I am assuming you have the latest version of Python installed (as of this date, it should be v. 3.7.3). We are going to need a few libraries for this: Poppler, pdf2image, tesseract and pytesseract.

pdf2image is a Python library that wraps Poppler, which is a PDF rendering library. Tesseract is an open-source OCR (optical character recognition) engine developed by Google ( https://opensource.google/projects/tesseract). And pytesseract wraps this open-source library for Python.

Tesseract is an OCR engine with support for unicode and the ability to recognize more than 100 languages out of the box. It can be trained to recognize other languages. (Source: https://opensource.google/projects/tesseract)

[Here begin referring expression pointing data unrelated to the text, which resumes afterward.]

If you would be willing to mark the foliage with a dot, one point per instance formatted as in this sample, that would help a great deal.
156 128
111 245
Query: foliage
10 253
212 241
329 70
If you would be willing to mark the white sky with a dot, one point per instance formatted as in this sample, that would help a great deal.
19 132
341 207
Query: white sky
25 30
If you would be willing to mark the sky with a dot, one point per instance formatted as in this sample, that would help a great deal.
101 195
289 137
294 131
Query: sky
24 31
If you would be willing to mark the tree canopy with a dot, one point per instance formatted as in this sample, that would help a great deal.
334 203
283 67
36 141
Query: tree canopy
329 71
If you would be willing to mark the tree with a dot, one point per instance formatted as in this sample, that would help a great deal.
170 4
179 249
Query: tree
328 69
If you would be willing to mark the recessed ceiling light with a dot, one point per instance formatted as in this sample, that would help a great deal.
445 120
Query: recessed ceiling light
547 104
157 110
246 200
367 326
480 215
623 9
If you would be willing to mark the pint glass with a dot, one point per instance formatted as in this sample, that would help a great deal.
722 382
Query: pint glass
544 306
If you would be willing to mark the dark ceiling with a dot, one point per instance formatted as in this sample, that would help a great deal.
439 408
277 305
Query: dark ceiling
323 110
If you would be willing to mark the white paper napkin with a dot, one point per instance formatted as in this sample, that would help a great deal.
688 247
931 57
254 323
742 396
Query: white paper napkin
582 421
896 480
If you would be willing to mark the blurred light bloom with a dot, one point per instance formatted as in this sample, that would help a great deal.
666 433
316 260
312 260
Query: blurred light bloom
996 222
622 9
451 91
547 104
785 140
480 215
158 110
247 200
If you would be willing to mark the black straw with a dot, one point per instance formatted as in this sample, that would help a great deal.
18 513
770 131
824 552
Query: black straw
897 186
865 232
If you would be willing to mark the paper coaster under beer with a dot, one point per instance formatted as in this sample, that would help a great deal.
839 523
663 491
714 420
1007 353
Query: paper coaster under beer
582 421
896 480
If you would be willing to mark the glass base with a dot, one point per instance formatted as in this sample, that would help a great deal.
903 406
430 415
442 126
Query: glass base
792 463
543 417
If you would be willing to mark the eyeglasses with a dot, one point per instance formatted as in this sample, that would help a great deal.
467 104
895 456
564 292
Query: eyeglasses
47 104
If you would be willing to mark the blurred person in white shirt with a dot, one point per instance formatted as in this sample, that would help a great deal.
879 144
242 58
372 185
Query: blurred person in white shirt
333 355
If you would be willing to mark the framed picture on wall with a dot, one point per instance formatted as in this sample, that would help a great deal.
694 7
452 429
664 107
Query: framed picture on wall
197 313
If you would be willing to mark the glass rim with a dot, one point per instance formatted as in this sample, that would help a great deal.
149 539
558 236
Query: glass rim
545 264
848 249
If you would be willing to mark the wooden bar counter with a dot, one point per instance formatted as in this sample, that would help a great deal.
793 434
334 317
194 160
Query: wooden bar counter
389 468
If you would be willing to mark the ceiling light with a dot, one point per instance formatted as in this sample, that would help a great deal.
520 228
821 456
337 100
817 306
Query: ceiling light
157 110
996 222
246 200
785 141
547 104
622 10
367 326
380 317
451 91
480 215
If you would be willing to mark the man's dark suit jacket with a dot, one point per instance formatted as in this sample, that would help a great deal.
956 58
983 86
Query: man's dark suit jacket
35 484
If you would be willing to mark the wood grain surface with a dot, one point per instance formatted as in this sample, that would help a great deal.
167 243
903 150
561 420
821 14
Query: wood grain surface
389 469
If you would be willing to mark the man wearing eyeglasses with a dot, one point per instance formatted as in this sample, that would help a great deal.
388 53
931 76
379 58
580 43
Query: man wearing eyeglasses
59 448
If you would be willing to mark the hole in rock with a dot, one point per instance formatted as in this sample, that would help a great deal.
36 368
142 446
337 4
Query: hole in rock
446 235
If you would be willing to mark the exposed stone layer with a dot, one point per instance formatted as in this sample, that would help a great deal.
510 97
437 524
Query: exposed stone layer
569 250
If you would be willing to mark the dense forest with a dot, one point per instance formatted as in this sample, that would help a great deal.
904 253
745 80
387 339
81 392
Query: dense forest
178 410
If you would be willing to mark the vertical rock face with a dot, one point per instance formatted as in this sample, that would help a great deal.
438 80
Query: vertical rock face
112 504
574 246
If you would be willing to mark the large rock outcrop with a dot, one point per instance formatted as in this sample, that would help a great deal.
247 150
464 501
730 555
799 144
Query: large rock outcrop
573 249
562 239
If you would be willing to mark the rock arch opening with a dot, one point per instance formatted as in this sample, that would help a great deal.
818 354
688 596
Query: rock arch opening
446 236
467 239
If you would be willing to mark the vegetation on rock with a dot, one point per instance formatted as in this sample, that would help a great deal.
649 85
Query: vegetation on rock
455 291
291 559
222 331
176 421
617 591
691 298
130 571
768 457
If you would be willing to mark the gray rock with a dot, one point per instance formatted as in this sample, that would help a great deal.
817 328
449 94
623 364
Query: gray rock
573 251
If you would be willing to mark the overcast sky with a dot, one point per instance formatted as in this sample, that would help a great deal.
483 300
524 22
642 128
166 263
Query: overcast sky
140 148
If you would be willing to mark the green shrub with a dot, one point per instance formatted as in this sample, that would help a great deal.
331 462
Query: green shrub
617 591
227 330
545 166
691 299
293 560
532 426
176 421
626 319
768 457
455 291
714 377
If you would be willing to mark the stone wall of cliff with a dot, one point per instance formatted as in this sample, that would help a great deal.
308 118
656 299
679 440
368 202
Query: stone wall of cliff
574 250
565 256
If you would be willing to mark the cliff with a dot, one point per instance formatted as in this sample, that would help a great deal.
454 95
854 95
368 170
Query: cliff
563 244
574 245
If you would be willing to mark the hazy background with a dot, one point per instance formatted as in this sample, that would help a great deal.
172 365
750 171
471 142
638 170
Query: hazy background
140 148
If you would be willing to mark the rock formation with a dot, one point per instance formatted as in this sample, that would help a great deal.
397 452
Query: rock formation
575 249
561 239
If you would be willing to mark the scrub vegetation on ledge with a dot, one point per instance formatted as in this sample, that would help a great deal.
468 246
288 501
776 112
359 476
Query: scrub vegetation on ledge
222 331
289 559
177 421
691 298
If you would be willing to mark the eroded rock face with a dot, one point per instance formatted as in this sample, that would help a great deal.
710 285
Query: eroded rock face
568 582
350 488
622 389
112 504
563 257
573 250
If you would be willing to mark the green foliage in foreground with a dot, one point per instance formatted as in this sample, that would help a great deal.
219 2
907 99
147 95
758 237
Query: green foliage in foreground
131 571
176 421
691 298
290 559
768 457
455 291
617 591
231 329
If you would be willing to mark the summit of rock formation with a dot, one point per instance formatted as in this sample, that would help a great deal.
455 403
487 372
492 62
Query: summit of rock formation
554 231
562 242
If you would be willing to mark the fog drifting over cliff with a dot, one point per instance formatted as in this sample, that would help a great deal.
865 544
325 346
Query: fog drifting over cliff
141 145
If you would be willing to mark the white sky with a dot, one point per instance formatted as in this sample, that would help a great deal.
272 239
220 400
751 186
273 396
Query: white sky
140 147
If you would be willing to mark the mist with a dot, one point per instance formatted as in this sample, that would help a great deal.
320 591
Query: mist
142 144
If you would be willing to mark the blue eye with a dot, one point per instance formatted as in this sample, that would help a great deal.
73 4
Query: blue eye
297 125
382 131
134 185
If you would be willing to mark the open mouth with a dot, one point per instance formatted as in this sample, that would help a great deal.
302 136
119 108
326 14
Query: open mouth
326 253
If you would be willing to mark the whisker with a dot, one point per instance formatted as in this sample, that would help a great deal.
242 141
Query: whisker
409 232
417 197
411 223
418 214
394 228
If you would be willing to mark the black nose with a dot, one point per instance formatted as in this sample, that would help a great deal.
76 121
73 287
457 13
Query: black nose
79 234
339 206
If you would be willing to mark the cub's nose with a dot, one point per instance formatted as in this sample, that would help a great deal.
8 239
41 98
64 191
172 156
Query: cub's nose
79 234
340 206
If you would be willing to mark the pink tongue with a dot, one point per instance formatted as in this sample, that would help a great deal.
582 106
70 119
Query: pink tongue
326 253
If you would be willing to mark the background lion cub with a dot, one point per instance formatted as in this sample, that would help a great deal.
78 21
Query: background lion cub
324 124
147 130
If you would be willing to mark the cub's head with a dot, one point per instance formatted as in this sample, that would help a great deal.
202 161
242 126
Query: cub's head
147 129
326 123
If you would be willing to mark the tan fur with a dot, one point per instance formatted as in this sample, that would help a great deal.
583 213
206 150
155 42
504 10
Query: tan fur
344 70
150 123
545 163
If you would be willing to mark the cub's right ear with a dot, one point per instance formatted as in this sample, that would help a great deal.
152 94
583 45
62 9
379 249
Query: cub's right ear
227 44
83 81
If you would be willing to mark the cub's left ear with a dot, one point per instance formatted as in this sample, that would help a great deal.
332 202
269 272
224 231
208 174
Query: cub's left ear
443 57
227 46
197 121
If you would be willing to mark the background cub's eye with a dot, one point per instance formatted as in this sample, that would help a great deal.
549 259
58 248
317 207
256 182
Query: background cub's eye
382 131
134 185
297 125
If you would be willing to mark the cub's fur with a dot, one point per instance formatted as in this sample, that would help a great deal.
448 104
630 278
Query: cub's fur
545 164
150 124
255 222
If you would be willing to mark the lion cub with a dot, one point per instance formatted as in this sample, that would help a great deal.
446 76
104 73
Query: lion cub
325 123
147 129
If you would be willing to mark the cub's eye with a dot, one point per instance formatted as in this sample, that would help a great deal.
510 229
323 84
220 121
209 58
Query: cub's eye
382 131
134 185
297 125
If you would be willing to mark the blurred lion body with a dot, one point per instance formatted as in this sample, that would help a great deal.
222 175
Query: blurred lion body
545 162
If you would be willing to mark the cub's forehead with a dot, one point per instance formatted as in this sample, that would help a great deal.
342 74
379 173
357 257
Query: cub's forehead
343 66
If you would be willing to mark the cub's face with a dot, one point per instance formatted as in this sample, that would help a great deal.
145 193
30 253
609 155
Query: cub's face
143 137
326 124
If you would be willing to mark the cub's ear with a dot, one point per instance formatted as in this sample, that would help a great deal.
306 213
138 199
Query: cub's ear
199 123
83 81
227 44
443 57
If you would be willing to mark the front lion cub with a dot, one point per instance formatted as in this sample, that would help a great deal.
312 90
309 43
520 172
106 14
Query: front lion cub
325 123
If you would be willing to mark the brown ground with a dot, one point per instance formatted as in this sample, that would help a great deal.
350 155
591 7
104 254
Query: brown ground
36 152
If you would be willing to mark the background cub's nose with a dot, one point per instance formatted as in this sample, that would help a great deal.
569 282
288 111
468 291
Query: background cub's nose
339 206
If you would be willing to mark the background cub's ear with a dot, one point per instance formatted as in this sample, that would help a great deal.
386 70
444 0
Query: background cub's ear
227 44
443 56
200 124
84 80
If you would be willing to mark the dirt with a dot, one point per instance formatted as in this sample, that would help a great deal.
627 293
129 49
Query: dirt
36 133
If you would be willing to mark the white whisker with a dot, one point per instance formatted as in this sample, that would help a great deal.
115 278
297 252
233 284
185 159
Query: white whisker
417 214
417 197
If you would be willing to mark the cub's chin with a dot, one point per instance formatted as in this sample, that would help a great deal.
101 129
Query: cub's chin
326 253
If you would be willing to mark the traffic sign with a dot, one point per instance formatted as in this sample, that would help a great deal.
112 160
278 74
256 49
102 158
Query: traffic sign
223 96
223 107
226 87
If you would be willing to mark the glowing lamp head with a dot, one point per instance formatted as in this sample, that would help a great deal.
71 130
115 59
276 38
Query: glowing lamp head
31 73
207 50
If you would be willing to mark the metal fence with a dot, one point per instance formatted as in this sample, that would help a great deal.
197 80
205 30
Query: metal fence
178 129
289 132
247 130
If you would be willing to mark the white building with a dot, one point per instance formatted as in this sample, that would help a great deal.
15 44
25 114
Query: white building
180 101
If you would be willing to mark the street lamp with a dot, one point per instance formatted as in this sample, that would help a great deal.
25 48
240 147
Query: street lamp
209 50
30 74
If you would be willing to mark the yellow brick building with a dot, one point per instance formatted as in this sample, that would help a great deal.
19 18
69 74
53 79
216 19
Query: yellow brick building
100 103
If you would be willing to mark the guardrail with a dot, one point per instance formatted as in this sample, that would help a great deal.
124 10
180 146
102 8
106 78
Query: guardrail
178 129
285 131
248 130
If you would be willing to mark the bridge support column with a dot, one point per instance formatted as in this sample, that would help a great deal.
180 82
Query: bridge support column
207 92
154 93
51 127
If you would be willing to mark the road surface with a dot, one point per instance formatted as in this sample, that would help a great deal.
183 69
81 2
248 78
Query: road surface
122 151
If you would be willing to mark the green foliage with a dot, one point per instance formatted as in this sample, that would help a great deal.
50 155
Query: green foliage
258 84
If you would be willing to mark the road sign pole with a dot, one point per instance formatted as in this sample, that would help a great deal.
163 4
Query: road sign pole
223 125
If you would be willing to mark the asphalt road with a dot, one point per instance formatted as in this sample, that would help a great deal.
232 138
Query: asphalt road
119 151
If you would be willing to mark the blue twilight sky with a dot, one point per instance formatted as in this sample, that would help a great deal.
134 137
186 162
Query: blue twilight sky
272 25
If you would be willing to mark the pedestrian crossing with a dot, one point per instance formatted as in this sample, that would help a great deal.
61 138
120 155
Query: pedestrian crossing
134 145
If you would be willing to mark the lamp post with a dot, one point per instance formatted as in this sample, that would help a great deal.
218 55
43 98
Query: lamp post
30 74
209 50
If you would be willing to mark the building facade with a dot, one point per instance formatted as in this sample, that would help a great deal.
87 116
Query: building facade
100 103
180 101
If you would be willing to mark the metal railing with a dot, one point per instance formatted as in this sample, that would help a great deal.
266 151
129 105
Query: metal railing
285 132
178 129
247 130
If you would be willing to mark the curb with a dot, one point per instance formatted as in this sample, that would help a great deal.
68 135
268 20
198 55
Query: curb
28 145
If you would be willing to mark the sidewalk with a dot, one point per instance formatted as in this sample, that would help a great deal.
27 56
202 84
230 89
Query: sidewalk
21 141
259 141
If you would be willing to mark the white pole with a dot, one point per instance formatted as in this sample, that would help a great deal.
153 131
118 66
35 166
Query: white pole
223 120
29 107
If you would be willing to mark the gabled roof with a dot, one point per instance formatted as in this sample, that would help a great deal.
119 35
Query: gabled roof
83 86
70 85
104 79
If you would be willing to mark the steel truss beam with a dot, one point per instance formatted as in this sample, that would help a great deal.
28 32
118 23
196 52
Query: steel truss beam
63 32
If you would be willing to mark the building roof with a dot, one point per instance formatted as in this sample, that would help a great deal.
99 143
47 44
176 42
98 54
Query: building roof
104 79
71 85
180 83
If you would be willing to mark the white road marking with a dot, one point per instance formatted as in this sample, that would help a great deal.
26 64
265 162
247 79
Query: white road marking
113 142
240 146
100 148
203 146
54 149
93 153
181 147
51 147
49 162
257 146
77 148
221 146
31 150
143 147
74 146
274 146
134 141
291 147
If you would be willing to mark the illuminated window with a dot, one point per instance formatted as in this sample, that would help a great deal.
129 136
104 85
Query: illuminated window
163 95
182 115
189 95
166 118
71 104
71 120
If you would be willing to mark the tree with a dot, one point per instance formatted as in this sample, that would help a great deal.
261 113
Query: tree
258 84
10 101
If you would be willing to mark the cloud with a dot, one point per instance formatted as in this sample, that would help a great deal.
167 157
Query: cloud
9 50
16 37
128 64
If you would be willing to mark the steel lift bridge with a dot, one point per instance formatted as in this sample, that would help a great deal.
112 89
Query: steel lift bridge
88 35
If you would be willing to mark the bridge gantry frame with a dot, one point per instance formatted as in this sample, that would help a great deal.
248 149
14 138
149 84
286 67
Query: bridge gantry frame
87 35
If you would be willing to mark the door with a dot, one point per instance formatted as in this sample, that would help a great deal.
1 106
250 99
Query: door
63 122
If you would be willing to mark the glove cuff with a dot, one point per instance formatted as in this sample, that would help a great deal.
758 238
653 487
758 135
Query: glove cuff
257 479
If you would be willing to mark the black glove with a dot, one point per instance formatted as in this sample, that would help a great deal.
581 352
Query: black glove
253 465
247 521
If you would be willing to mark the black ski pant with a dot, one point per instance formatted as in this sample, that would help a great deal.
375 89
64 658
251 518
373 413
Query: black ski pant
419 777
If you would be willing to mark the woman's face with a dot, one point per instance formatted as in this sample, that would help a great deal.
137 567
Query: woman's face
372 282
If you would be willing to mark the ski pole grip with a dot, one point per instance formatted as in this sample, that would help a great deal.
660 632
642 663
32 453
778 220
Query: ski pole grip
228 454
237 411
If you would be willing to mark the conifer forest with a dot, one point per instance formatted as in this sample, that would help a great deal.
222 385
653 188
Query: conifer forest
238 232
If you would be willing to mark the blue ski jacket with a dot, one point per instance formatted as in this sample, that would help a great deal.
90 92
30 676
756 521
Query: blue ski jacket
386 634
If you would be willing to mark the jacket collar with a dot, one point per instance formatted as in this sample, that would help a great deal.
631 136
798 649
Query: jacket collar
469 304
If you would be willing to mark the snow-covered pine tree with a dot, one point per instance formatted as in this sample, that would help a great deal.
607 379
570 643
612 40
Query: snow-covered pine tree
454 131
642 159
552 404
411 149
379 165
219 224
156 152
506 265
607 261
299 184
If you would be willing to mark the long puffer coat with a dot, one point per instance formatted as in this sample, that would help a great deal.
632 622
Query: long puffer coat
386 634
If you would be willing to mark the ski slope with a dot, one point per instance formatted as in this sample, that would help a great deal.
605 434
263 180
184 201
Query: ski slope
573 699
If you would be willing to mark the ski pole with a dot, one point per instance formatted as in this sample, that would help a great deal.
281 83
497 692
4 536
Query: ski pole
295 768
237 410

Let’s start with installing all the required libraries. For installing Tesseract and Poppler, I am relying on homebrew this time (I usually prefer to build from source manually). For installing the Python libraries, I am going to use the package installer PIP3 which is suitable for all Python 3 versions.

brew install tesseract poppler
pip3 install pdf2image pytesseract

Next we are going to write our simple script that will:

Take a PDF with images (e. g. a letter)
Convert the PDF into a series of pages
Iterate over the pages and save them as images to the disk
Read the images and read the text into a string

import PIL
import pytesseract
import pdf2image

# Convert PDF contents to pages
pages = pdf2image.convert_from_path('letter.pdf', 500)

# Just using this to give the pages a number
counter = 0

for page in pages:
  file_name = 'page' + str(counter) + '.jpg'

  # Save images to the same folder
  page.save(file_name, 'JPEG')

  # Open the file as an image
  image_file = PIL.Image.open(file_name)

  # Use tesseract to extract the text from the image
  string_contents = pytesseract.image_to_string(image_file)

  # Print the contents to the console
  print(string_contents)

  counter = counter + 1

Processing the information can take a few seconds, so be patient. You will receive the output of the document in the console and the image files in the same folder you are running the script in.

Now here comes the catch. Depending on how good the quality of the picture is (including the angle, blurriness etc.) the output can vary and it’s very possible that there are some wrongly recognized characters in the output. Therefore you should double check the output and do some error correction if necessary.